Canada has the fifth highest number of endangered languages in the world. According to UNESCO, there are nearly 90 unique Indigenous languages that are at risk of becoming extinct. Some, like the Munsee language in Ontario, only have around 10 speakers left.
Dadavan Systems, a student information system software, has been working with Indigenous communities for over 20 years. During this time, the company has learned a lot about Indigenous culture, needs and concerns. Wanting to help, they launched Cultural Codex.
Cultural Codex, a web-based social platform, enables Indigenous communities to crowdsource and preserve language and culture using a variety of mediums in a public digital space. The platform allows users to upload audio, video, text, and photos in multimedia collections. Some current collections include Mi’ kmaq language tutorials, Elder biographies, and Indigenous artwork galleries.

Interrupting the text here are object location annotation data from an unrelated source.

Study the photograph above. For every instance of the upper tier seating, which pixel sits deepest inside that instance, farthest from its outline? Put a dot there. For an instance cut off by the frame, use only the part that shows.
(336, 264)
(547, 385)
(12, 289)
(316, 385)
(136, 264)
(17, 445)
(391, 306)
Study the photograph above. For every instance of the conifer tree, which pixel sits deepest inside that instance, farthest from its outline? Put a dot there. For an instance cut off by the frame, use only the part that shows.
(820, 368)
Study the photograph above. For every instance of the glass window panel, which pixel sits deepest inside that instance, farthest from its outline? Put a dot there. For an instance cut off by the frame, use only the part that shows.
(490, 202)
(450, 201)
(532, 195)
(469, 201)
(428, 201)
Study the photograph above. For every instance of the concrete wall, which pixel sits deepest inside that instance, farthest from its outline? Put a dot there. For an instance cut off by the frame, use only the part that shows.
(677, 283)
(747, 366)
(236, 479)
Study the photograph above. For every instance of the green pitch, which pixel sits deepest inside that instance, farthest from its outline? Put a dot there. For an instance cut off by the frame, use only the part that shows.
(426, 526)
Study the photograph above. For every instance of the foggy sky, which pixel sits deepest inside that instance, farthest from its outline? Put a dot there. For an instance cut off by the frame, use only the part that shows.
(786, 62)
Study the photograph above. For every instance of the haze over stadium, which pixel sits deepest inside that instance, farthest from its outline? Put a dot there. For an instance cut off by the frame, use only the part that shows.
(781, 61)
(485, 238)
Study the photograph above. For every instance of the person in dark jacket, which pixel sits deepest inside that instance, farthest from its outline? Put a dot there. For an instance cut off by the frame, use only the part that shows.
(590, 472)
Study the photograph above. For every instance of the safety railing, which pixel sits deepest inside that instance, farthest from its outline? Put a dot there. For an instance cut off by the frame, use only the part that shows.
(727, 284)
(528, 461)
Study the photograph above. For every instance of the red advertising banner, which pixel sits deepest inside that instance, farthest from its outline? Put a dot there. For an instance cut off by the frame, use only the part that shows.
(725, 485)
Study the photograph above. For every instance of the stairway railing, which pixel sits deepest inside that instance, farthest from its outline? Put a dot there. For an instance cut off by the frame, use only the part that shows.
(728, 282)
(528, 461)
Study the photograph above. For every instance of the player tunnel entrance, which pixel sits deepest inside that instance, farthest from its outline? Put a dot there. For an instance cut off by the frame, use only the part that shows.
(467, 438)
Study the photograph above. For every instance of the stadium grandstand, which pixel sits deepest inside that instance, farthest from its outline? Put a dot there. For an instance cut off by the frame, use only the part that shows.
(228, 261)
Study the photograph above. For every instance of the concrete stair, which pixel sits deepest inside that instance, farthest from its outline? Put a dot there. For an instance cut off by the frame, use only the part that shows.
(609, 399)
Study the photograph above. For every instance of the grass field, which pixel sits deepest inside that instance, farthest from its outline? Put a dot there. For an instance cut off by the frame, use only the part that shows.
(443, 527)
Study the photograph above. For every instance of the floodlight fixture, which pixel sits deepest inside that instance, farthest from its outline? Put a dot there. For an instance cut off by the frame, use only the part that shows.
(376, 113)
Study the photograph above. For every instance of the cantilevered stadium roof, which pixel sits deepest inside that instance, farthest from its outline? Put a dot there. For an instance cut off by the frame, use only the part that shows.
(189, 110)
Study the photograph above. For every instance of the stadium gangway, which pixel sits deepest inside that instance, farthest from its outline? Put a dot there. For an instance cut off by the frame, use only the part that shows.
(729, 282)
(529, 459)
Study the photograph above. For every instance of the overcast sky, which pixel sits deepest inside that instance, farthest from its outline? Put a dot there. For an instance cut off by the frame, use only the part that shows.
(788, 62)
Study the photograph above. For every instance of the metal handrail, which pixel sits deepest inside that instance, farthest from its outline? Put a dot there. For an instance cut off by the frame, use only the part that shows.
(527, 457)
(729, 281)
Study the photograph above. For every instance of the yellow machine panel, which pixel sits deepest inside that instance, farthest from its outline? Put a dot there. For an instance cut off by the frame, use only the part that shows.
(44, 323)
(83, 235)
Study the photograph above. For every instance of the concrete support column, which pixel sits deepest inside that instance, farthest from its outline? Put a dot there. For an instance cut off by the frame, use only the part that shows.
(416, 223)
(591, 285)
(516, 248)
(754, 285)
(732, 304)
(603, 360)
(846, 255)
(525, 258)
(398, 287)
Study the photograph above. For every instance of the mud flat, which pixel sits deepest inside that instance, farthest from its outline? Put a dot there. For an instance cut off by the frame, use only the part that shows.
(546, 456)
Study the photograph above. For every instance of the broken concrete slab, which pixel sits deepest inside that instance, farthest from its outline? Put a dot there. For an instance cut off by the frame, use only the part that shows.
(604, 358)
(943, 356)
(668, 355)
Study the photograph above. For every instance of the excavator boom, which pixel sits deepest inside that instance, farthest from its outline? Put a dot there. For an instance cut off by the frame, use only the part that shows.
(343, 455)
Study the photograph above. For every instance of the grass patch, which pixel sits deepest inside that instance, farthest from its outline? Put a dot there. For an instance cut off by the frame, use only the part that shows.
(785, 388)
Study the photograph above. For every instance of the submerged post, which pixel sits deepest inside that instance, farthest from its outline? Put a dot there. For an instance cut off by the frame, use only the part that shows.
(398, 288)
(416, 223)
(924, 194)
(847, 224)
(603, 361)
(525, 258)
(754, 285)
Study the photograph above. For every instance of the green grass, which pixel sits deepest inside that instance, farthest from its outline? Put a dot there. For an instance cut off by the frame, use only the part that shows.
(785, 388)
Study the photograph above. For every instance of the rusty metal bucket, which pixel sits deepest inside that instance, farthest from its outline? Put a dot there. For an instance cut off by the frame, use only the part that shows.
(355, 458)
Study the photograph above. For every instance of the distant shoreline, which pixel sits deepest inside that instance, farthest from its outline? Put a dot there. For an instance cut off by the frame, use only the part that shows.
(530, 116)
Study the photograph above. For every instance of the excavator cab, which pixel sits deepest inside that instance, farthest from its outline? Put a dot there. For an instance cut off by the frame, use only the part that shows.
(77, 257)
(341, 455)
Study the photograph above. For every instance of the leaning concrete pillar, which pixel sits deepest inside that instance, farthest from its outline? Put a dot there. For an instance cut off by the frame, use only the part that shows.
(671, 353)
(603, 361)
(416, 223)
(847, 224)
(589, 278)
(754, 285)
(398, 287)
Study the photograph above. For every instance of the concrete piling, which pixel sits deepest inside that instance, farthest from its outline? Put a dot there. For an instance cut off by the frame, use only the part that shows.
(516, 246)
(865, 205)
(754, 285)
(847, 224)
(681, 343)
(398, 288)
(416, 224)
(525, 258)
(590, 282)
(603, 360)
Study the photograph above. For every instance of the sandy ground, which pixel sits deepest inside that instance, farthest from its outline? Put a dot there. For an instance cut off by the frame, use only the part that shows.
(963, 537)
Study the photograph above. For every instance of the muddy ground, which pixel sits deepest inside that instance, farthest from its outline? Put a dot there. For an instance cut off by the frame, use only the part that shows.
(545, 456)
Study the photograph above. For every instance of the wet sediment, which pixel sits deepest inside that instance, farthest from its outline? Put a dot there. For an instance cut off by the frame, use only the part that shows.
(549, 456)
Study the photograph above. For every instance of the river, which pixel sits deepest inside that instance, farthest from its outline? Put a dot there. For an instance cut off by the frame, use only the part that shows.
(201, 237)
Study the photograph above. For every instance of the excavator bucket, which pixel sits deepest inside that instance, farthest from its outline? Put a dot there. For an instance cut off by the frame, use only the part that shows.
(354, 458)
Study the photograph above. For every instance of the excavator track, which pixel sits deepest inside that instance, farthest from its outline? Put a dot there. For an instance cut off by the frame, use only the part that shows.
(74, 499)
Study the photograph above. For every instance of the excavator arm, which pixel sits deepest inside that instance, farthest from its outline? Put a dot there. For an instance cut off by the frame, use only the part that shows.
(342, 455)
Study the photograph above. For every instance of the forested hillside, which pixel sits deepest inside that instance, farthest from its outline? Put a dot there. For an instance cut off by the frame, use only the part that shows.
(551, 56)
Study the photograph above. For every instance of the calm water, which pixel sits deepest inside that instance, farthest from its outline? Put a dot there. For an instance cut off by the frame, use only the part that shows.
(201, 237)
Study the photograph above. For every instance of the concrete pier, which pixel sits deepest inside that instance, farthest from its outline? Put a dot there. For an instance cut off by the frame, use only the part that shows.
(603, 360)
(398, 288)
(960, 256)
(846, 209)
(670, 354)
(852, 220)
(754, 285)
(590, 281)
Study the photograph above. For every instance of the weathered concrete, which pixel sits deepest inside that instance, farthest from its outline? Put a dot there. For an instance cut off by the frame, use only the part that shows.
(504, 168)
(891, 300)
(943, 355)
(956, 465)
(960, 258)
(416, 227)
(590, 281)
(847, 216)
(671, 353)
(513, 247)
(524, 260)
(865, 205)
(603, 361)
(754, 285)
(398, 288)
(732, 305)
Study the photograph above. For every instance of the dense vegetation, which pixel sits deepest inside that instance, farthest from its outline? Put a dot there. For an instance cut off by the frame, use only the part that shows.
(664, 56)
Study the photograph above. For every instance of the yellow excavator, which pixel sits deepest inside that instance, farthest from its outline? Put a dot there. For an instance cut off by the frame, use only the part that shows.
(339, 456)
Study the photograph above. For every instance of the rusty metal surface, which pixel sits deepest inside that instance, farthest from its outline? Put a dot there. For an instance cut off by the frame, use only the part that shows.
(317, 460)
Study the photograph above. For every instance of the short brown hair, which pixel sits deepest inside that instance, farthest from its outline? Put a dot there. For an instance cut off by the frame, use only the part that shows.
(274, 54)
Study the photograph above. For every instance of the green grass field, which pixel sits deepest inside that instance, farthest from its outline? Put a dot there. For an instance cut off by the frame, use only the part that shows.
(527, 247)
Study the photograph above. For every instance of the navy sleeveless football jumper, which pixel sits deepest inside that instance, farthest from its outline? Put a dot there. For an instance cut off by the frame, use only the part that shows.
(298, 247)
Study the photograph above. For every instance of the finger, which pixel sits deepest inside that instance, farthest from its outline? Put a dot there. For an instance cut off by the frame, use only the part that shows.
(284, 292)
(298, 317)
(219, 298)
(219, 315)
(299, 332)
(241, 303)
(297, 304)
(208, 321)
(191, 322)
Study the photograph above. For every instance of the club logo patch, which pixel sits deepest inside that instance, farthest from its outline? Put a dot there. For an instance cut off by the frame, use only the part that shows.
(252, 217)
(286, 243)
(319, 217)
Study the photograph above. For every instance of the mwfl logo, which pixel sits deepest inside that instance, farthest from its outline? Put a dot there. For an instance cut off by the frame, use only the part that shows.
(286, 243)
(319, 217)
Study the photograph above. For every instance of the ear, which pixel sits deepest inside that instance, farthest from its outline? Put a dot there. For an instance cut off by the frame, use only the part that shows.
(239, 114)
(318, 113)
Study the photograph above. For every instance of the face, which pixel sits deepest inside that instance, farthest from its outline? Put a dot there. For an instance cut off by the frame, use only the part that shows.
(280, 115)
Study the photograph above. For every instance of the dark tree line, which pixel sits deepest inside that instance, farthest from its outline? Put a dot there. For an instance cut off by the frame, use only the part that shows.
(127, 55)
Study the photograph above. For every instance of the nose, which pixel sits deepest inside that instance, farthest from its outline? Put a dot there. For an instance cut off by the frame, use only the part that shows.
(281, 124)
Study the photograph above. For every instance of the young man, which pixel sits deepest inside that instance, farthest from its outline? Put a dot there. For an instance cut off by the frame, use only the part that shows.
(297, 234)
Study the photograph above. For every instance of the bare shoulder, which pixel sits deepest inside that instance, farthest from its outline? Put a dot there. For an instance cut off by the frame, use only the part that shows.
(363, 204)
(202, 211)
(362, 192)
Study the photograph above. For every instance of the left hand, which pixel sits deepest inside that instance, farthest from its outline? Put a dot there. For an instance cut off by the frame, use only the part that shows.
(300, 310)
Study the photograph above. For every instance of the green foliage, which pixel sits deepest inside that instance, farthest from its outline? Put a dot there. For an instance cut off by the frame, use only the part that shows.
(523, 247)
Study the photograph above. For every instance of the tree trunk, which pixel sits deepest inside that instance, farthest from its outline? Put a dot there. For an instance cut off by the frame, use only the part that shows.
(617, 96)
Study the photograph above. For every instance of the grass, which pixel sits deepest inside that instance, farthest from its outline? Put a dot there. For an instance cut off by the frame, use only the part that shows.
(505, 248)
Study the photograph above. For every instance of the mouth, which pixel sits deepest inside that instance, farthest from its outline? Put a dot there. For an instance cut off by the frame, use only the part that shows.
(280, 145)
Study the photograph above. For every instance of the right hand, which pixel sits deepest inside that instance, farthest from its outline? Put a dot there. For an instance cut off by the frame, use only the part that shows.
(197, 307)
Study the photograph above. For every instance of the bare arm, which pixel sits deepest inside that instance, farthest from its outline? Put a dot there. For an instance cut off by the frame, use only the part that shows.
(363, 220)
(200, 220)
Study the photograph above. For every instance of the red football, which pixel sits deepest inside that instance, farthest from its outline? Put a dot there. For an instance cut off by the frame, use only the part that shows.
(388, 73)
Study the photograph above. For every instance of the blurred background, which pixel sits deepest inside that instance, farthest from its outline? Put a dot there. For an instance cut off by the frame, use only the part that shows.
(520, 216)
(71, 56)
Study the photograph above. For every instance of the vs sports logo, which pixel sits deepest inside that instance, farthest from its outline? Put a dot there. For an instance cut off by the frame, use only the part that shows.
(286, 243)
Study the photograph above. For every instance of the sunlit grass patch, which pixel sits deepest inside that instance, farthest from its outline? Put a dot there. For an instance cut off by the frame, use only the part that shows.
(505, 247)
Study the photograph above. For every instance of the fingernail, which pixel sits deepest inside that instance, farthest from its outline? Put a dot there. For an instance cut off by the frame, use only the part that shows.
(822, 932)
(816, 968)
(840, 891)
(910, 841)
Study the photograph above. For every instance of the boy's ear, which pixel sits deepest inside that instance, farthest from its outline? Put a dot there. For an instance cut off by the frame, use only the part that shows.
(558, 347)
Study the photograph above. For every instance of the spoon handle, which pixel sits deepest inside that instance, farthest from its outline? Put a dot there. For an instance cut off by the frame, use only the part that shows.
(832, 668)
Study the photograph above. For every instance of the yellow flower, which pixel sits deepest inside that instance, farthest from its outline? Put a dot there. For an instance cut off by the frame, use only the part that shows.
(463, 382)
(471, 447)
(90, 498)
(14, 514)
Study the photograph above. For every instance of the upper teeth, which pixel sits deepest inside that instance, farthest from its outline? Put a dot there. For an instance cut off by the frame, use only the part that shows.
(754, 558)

In addition to language and cultural preservation, Dadavan hopes the platform will help support reconciliation between Indigenous and non-Indigenous communities by providing an opportunity for anyone to learn and connect with the stories shared online.
To help attract Canadians to the website during the sesquicentennial, Dadavan is inviting people from all across the nation to use Cultural Codex.
“At this stage, we want to get as many people engaged as possible,” says Justin Moore an account manager at Dadavan. “Not just First Nations stories but anyone who can connect and share a little piece of culture.”